The magnitude of the difference between the integral and the Riemann sums for continuous functions How do I prove that $$\lim_{n\to\infty}n\left[\int_{0}^{1}f(x){d}x - \frac{1}{n}\sum_ {i=0}^{n}f\left(\frac{i}{n}\right)\right] = -\frac{1}{2}$$ for any $ f(x)$ in $C^0([0,1])$ such that $f(0)=0$ and $f(1)=1$ ?

Suggested steps:


*

*Set $f(x)=x+g(x)$;

*Prove that for any $g\in C^0([0,1])$ such that $g(0)=g(1)=0$, the above limit is zero$\ldots$

*$\ldots$ by approximating $g$, uniformly over $[0,1]$, with a trigonometric polynomial of the form
$$ \tilde{g}(x)=\sum_{m=1}^{M} c_m \sin(\pi m x) $$

*For any function like $\sin(\pi m x)$, both the integral and the sum are simple to compute.

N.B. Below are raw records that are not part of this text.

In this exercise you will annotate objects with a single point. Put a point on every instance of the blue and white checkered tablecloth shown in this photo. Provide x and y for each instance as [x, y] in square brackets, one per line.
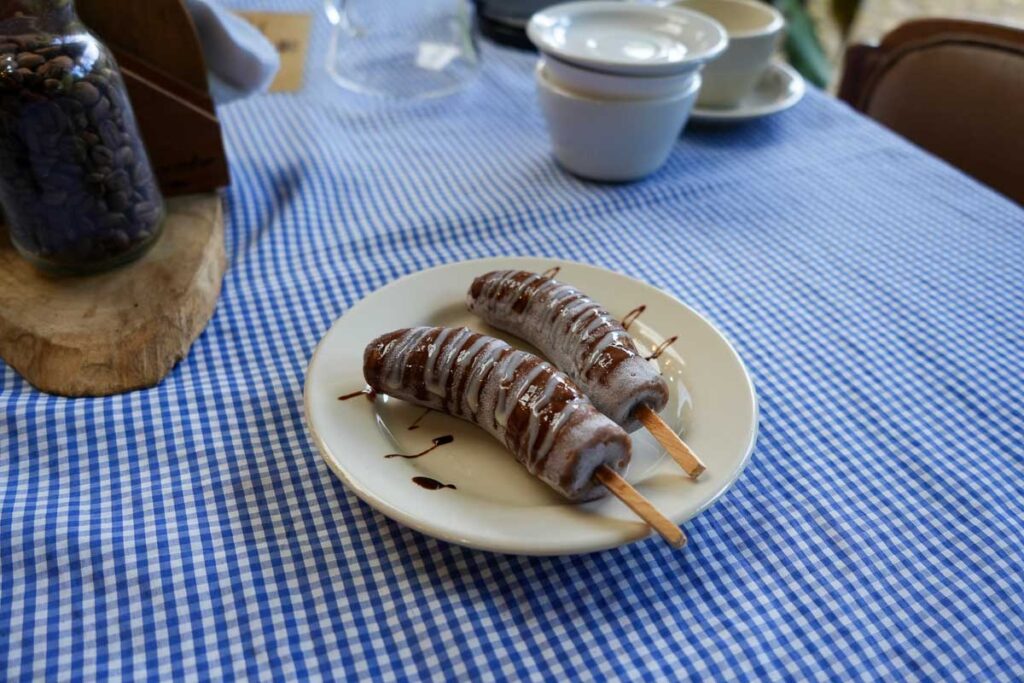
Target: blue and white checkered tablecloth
[876, 294]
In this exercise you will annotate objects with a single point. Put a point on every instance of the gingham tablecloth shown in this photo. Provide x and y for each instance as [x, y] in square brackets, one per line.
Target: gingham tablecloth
[876, 294]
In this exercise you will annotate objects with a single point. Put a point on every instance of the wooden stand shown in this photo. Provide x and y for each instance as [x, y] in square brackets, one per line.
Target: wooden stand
[126, 329]
[122, 330]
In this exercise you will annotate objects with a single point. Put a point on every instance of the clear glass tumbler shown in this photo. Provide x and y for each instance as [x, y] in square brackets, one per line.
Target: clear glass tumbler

 A: For the more restricted case, $f \in C^1([0,1])$ this can be shown as follows.
Consider
$$x_n = n\left(\int_0^1f(x) \, dx - \frac{1}{n}\sum_{i=1}^nf(i/n)\right).$$
Applying the mean value theorem, 
$$\begin{align}x_n &= n\sum_{i=1}^n\int_{(i-1)/n}^{i/n}[f(x) - f(i/n)] \, dx \\ &= n\sum_{i=1}^n\int_{(i-1)/n}^{i/n}f'(\xi_{i,n})(x - i/n) \, dx \end{align}.$$
Define
$$M_{i,n} = \sup \{f'(x): (i-1)/n \leqslant x \leqslant i/n \}, \\ m_{i,n} = \sup \{f'(x): (i-1)/n \leqslant x \leqslant i/n \}. $$
Hence,
$$n \sum_{i=1}^nm_{i,n}\int_{(i-1)/n}^{i/n}(x - i/n) \, dx  \leqslant x_n \leqslant n \sum_{i=1}^nM_{i,n}\int_{(i-1)/n}^{i/n}(x - i/n) \, dx.  $$
Note that
$$\int_{(i-1)/n}^{i/n}(x - i/n) \, dx  = -\frac{1}{2}\left(\frac{i}{n} - \frac{i-1}{n} \right)^2 = - \frac{1}{2n^2},$$
and
$$-\frac{1}{2n}\sum_{i=1}^nm_{i,n} \leqslant x_n \leqslant -\frac{1}{2n}\sum_{i=1}^nM_{i,n}. $$
Now take the limit as $n \to \infty$, noticing the upper and lower Riemann sums above, to obtain
$$\lim_{n \to \infty} x_n = - \frac{1}{2} \int_0^1f'(x) \, dx = \frac{f(0)-f(1)}{2}= -\frac{1}{2}.$$
This link suggests it is not generally true for $f \in C^0([0,1]):$
Speed of convergence of Riemann sums